Step 1. Import the necessary libraries

import pandas as pd
import matplotlib.pyplot as plt
from collections import Counter

# set this so the graphs open internally
%matplotlib inline

Step 2. Import the dataset from this address.

Step 3. Assign it to a variable called chipo.

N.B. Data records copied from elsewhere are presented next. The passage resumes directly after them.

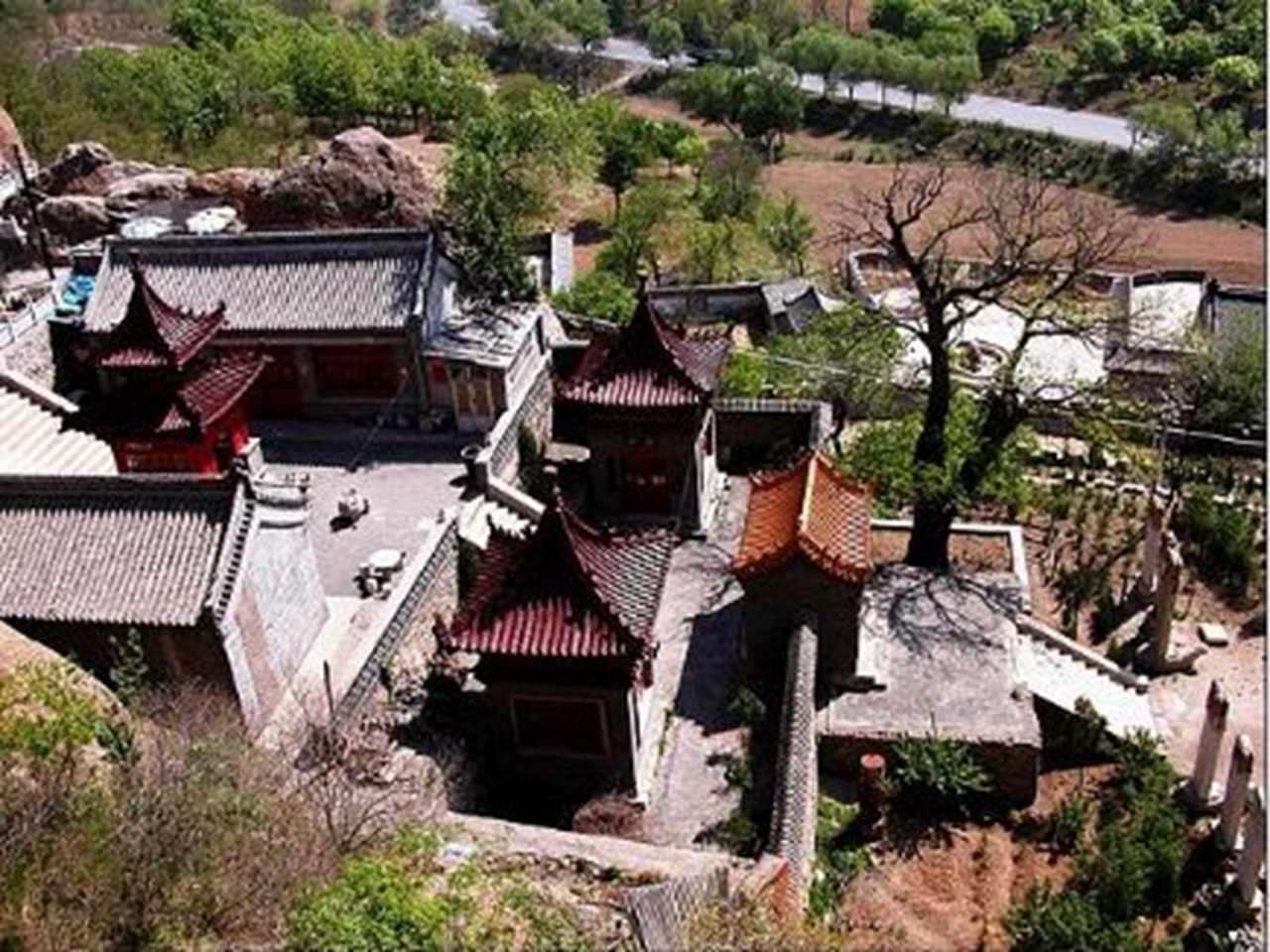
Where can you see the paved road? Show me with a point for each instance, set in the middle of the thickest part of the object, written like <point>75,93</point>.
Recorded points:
<point>1080,126</point>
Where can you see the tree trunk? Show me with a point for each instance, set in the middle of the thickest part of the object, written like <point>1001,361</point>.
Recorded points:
<point>933,527</point>
<point>933,517</point>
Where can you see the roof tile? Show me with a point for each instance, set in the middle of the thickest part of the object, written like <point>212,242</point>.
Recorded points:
<point>813,509</point>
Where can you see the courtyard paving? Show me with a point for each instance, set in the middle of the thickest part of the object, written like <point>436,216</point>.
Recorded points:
<point>698,669</point>
<point>405,483</point>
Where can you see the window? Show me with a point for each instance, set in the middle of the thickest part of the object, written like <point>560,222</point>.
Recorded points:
<point>365,371</point>
<point>550,725</point>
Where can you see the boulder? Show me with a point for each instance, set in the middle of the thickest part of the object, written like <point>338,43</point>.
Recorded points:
<point>153,185</point>
<point>73,218</point>
<point>235,185</point>
<point>75,163</point>
<point>359,180</point>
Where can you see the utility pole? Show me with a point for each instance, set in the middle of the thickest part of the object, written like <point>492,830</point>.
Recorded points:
<point>31,207</point>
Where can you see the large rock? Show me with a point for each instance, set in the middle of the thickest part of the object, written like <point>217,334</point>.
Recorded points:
<point>153,185</point>
<point>235,185</point>
<point>73,218</point>
<point>77,162</point>
<point>359,180</point>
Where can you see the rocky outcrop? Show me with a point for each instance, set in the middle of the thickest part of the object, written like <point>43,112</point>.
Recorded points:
<point>359,180</point>
<point>73,218</point>
<point>151,185</point>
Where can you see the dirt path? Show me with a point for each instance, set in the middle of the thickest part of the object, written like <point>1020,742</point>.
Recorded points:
<point>698,665</point>
<point>1232,252</point>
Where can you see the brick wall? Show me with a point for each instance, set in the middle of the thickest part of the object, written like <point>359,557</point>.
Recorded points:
<point>794,805</point>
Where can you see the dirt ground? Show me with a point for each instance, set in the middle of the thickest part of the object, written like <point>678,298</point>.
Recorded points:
<point>952,889</point>
<point>1232,252</point>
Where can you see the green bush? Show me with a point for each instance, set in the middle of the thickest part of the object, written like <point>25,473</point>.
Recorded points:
<point>1067,921</point>
<point>371,906</point>
<point>939,772</point>
<point>601,295</point>
<point>1222,539</point>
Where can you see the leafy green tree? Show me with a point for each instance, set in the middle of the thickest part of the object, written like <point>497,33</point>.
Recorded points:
<point>746,44</point>
<point>996,32</point>
<point>1101,53</point>
<point>626,146</point>
<point>1237,73</point>
<point>666,39</point>
<point>601,295</point>
<point>1143,44</point>
<point>788,231</point>
<point>1191,54</point>
<point>507,166</point>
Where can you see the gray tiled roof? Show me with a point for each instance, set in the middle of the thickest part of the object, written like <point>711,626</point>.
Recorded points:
<point>116,549</point>
<point>273,282</point>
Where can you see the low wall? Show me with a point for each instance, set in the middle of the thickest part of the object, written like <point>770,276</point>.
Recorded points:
<point>1012,769</point>
<point>429,587</point>
<point>794,803</point>
<point>749,433</point>
<point>500,456</point>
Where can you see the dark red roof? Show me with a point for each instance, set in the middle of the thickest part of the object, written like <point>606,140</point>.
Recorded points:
<point>204,393</point>
<point>568,590</point>
<point>157,334</point>
<point>813,509</point>
<point>648,363</point>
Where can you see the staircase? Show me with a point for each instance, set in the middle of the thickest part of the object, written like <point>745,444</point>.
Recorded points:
<point>1060,670</point>
<point>32,438</point>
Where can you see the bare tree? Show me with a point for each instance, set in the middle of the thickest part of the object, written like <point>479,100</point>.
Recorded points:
<point>1003,240</point>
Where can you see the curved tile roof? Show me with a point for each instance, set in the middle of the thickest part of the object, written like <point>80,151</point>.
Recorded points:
<point>648,363</point>
<point>568,590</point>
<point>811,509</point>
<point>114,549</point>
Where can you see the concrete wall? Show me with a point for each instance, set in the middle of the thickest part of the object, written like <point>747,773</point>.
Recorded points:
<point>429,588</point>
<point>574,775</point>
<point>772,606</point>
<point>277,606</point>
<point>1012,767</point>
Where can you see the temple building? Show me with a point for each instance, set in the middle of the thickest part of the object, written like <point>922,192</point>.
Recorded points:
<point>563,624</point>
<point>807,548</point>
<point>160,398</point>
<point>642,402</point>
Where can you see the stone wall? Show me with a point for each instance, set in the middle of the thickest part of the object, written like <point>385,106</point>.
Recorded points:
<point>275,608</point>
<point>754,434</point>
<point>431,590</point>
<point>502,454</point>
<point>794,803</point>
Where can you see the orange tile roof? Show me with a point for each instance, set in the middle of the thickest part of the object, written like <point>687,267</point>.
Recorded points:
<point>813,509</point>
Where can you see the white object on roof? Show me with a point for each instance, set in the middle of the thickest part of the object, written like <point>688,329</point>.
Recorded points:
<point>211,221</point>
<point>146,226</point>
<point>32,436</point>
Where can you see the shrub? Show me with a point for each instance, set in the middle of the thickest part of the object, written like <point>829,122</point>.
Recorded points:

url = 'https://raw.githubusercontent.com/justmarkham/DAT8/master/data/chipotle.tsv'
    
chipo = pd.read_csv(url, sep = '\t')

Step 4. See the first 10 entries

chipo.head(10)
order_id quantity item_name choice_description item_price
0 1 1 Chips and Fresh Tomato Salsa NaN $2.39
1 1 1 Izze [Clementine] $3.39
2 1 1 Nantucket Nectar [Apple] $3.39
3 1 1 Chips and Tomatillo-Green Chili Salsa NaN $2.39
4 2 2 Chicken Bowl [Tomatillo-Red Chili Salsa (Hot), [Black Beans... $16.98
5 3 1 Chicken Bowl [Fresh Tomato Salsa (Mild), [Rice, Cheese, Sou... $10.98
6 3 1 Side of Chips NaN $1.69
7 4 1 Steak Burrito [Tomatillo Red Chili Salsa, [Fajita Vegetables... $11.75
8 4 1 Steak Soft Tacos [Tomatillo Green Chili Salsa, [Pinto Beans, Ch... $9.25
9 5 1 Steak Burrito [Fresh Tomato Salsa, [Rice, Black Beans, Pinto... $9.25

Step 5. Create a histogram of the top 5 items bought

# get the Series of the names
x = chipo.item_name

# use the Counter class from collections to create a dictionary with keys(text) and frequency
letter_counts = Counter(x)

# convert the dictionary to a DataFrame
df = pd.DataFrame.from_dict(letter_counts, orient='index')

# sort the values from the top to the least value and slice the first 5 items
df = df[0].sort_values(ascending = True)[45:50]

# create the plot
df.plot(kind='bar')

# Set the title and labels
plt.xlabel('Items')
plt.ylabel('Number of Times Ordered')
plt.title('Most ordered Chipotle\'s Items')

# show the plot
plt.show()

Step 6. Create a scatterplot with the number of items orderered per order price

Hint: Price should be in the X-axis and Items ordered in the Y-axis

# create a list of prices
chipo.item_price = [float(value[1:-1]) for value in chipo.item_price] # strip the dollar sign and trailing space

# then groupby the orders and sum
orders = chipo.groupby('order_id').sum()

# creates the scatterplot
# plt.scatter(orders.quantity, orders.item_price, s = 50, c = 'green')
plt.scatter(x = orders.item_price, y = orders.quantity, s = 50, c = 'green')

# Set the title and labels
plt.xlabel('Order Price')
plt.ylabel('Items ordered')
plt.title('Number of items ordered per order price')
plt.ylim(0)

Step 7. BONUS: Create a question and a graph to answer your own question.

Question:Create a bar chart of the last 5 items purchased

item_counts = chipo['item_name'].value_counts()

df = pd.DataFrame(item_counts).iloc[-5:] 

df.reset_index(inplace=True)
df.columns = ['item_name', 'Number of Times Ordered']

df.plot(kind='bar', x='item_name', y='Number of Times Ordered', legend=False)
plt.xlabel('Items')
plt.ylabel('Number of Times Ordered')
plt.title('Least Ordered Chipotle\'s Items')
plt.xticks(rotation=45)
plt.tight_layout() 
plt.show()